HHS Employees Start Receiving Layoff Emails as Massive Cuts Begin

Layoffs are formally beginning in the U.S. Department of Health and Human Services (HHS), after leadership announced that 10,000 employees were going to be cut.

Employees were left twisting in the wind for several days, between the layoff announcement and official notices. According to the Associated Press, employees began receiving dismissal notices on Tuesday. 

The layoff notices are said to be spread across the agency. 

“It’s a bloodbath,” one Food and Drug Administration (FDA) employee told CNN

The layoffs are expected to shrink the HHS workforce to 62,000 from 82,000. About half of that will be from these layoffs, the other half through retirements and deferred resignations.

In a fact sheet, HHS detailed some of the cuts:

  • 3,500 jobs at the Food and Drug Administration (FDA)

  • 2,400 jobs at the Centers for Disease Control and Prevention (CDC)

  • 1,200 at the National Institutes of Health (NIH)

The Trump Administration says it’s reorganizing HHS from 28 divisions to 15, cutting five regional offices, and centralizing HR, IT, procurement, external affairs, and policy. The goal is to streamline the agency and make it “more responsive and efficient” and deliver on the administration’s goal of “making America healthy again.” 
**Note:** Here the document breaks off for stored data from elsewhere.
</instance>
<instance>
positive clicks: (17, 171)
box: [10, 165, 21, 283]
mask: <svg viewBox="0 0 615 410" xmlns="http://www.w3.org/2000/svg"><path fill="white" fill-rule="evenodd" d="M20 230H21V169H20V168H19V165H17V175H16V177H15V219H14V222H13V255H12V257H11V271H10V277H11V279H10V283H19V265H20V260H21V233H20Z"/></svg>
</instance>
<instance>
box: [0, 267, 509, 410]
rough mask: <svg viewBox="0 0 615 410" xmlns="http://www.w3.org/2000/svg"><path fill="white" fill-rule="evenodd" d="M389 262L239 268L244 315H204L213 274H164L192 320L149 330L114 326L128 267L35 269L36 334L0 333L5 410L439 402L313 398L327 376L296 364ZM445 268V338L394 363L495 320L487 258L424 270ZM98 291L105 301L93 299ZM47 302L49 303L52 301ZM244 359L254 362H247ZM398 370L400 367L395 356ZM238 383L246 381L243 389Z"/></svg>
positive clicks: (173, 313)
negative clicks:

“We aren't just reducing bureaucratic sprawl. We are realigning the organization with its core mission and our new priorities in reversing the chronic disease epidemic,” HHS Secretary Robert F. Kennedy, Jr. said. “This Department will do more – a lot more – at a lower cost to the taxpayer.”

White House Office of Management and Budget Director Russ Vought called the layoffs “fantastic.” 

“A Catastrophe”

Opponents say the reductions in force will not make America healthy, but will instead make America less healthy, as critical employees in research, food safety and inspection, drug inspection, mental health, and elsewhere get pink slips.  

“It is a catastrophe for the health care of every American,” said Senator Ed Markey (D-MA). 

“These staff cuts endanger public health and food safety,” said Brian Ronholm, director of food policy at Consumer Reports. “They raise serious concerns that the administration’s pledge to make Americans healthy again could become nothing more than an empty promise.”